The future is already here.

It’s just not evenly distributed. Quote from William Gibson, science fiction writer. And not widely reported, either. But here is a report. Are virtual worlds the future of the classroom?

I mention the report as a follow-up to some of my previous blogs such as: Learners without Classrooms. Here are things the report mentions:

>Whyville, an online virtual world whose population of kids has grown to about 1.6 million since its inception in 1999.

>multiuser virtual environment, or MUVE, a genre of software games created to inspire children to learn by giving them problems to solve.

Harvard University: "River City." Harvard's School of Education is in talks with several urban school districts to introduce the software to tens of thousands of schoolchildren this fall.

>Indiana University: Quest Atlantis will be introduced to 50 new classrooms, or between 10,000 to 20,000 students, in New Jersey next fall.

>Toyota Financial Services will host a Whyville loan center to help kids learn about FICO scores and interest rates. Kids can then borrow money to buy a virtual Toyota Scion.

>"Underperforming students come alive by learning in 'River City'"

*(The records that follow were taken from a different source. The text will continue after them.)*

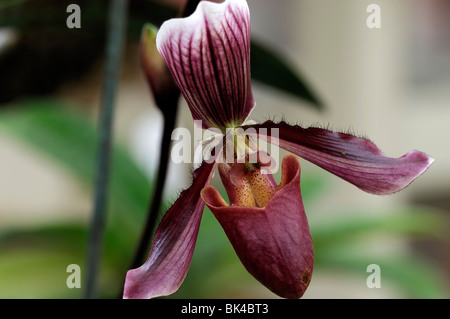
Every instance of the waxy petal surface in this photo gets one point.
(273, 243)
(208, 54)
(173, 246)
(354, 159)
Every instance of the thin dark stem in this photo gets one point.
(168, 104)
(115, 43)
(155, 205)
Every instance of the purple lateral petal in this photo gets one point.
(171, 253)
(273, 243)
(208, 54)
(354, 159)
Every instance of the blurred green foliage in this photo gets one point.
(33, 260)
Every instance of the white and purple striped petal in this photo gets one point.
(208, 54)
(354, 159)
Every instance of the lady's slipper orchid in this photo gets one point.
(208, 55)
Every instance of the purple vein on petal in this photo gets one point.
(354, 159)
(208, 54)
(171, 253)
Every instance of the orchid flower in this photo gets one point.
(208, 54)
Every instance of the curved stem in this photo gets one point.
(116, 40)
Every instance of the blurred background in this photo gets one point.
(389, 84)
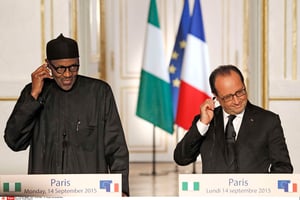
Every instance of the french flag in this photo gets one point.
(194, 86)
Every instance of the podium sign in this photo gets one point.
(239, 184)
(63, 185)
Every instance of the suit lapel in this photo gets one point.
(247, 123)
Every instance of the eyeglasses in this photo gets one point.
(238, 93)
(62, 69)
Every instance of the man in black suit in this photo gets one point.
(257, 141)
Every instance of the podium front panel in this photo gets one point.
(62, 185)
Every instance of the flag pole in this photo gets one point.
(153, 152)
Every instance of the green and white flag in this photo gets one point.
(190, 186)
(154, 99)
(11, 187)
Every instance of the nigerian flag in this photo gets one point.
(154, 99)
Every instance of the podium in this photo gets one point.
(257, 185)
(61, 185)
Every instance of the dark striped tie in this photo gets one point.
(230, 144)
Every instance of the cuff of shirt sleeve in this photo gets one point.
(202, 128)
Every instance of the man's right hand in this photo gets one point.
(37, 79)
(207, 111)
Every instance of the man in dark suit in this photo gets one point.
(256, 143)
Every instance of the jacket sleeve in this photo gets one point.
(116, 151)
(278, 151)
(18, 131)
(188, 149)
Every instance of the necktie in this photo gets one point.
(230, 146)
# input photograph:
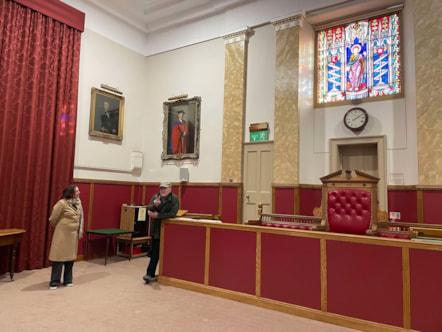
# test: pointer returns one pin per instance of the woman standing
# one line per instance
(67, 219)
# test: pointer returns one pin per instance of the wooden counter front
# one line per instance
(362, 282)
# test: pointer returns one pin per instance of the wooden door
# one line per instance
(258, 176)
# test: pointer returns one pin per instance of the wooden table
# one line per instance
(109, 233)
(11, 237)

>River City:. Funded with $4 million in grants from the National Science Foundation. Implemented in seven states.

>revamp the way science was taught in schools, shifting it to inquiry-based education. (Reminds me of State Statements and Quest Questions.)

>The University of Texas: WhyEat, to teach kids about nutrition. Kids who play must choose nutritious foods, or they could get ill.

>Wood's Hole Oceanographic Institute on Whyville: sponsored by the real Oceanographic Institute.

>a thriving business economy based on selling child-created virtual products.

>a virtual museum hosted by the real J. Paul Getty Museum.